Adults with an Intellectual Disability

 A 13-Year Follow-Up Study:
The purpose of this study was to describe the change in physical fitness of middle-aged adults with an intellectual disability over a period of 13 years. Participants were 32 adults who worked in a supported work environment in Montreal and had been participants in a physical fitness study in 1983. Using the Canadian Standardized Test of Fitness, the participants were evaluated for cardiovascular endurance, muscular strength, muscular endurance, flexibility, and body composition. A home visit prior to the testing session familiarized the participants with the test procedures. Two forms of analysis were used to describe the change in fitness over 13 years. First, a 2 x 2 (Group x Time) analysis of variance for each dependent variable assessed change over time. Second, effect sizes were calculated to measure the magnitude of change in fitness over the 13-year period in comparison to those without an intellectual disability. As expected, the physical fitness levels of the participants were low when compared to those without a disability and declined over the 13 years. In addition, the magnitude of change over the 13 years, as compared to those without a disability, was greater for male and female participants for body mass index and percentage of body fat and for female participants for cardiovascular endurance and sit-ups. It appears that adults with an intellectual disability may be particularly at risk for declining health associated with aging and low physical fitness.

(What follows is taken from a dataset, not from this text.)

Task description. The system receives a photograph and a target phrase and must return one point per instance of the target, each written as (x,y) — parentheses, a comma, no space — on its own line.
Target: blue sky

Research has demonstrated a significant decline in fitness throughout middle age (ages 30-60 years; Going, Williams, Lohman, & Hewitt, 1994; Lee, Paffenbarger, & Hsieh, 1992; Paffenbarger et al., 1994). This decline is related to a decrease in physical activity during this same period. Large epidemiological studies have shown that people need an adequate level of fitness to live healthy, disease-free lives (Blair et al., 1995; Lee, Hseih, & Paffenbarger, 1995; Paffenbarger et al., 1994). The benefits to be gained from an active lifestyle are numerous and may result in a reduction of coronary heart disease, osteoporosis, depression, hypertension, renal disease, Type II diabetes, and some forms of cancer (Rauramma, Tuomainen, Vaisanen, & Rankinen, 1995; Shephard, 1995). Estimates suggest that if half the population of sedentary individuals in the United States became moderately active, the number of deaths from coronary heart disease, colon cancer, and diabetes would fall by 22,000 per year (Blair, 1995). Specifically, during middle age, there is an inverse relationship with heart disease and physical activity (Sandvik et al., 1995; Seccarecia & Menotti, 1992). Thus, physical activity and physical fitness have become important and meaningful areas of inquiry, particularly during middle age.

Perhaps the most extensive and comprehensive study of physical fitness and physical activity patterns was undertaken in Canada (Government of Canada, 1982). The Canada Fitness Survey assessed approximately 16,000 Canadians, ranging in age from 7 to 69 years, on fitness measures of body composition, cardiovascular endurance, muscular endurance, strength, and flexibility. It produced a cross-sectional view of the decline in fitness over the middle-age years. In addition, an extensive questionnaire explored issues such as preferred physical activities, the extent of involvement, and barriers to present and future activity.

Most people have the ability and opportunity to attend to their own physical activity needs. However, others may require assistance to live a healthy and active lifestyle. This includes individuals with an intellectual disability, previously referred to as mental retardation. It is questionable whether they are aware of the debilitating consequences of a sedentary lifestyle or have enough self-direction to modify their lifestyle (Pitetti, Rimmer, & Fernhall 1993), particularly when one considers how difficult it is for people without a disability to initiate and adhere to an exercise program (Dishman, 1994).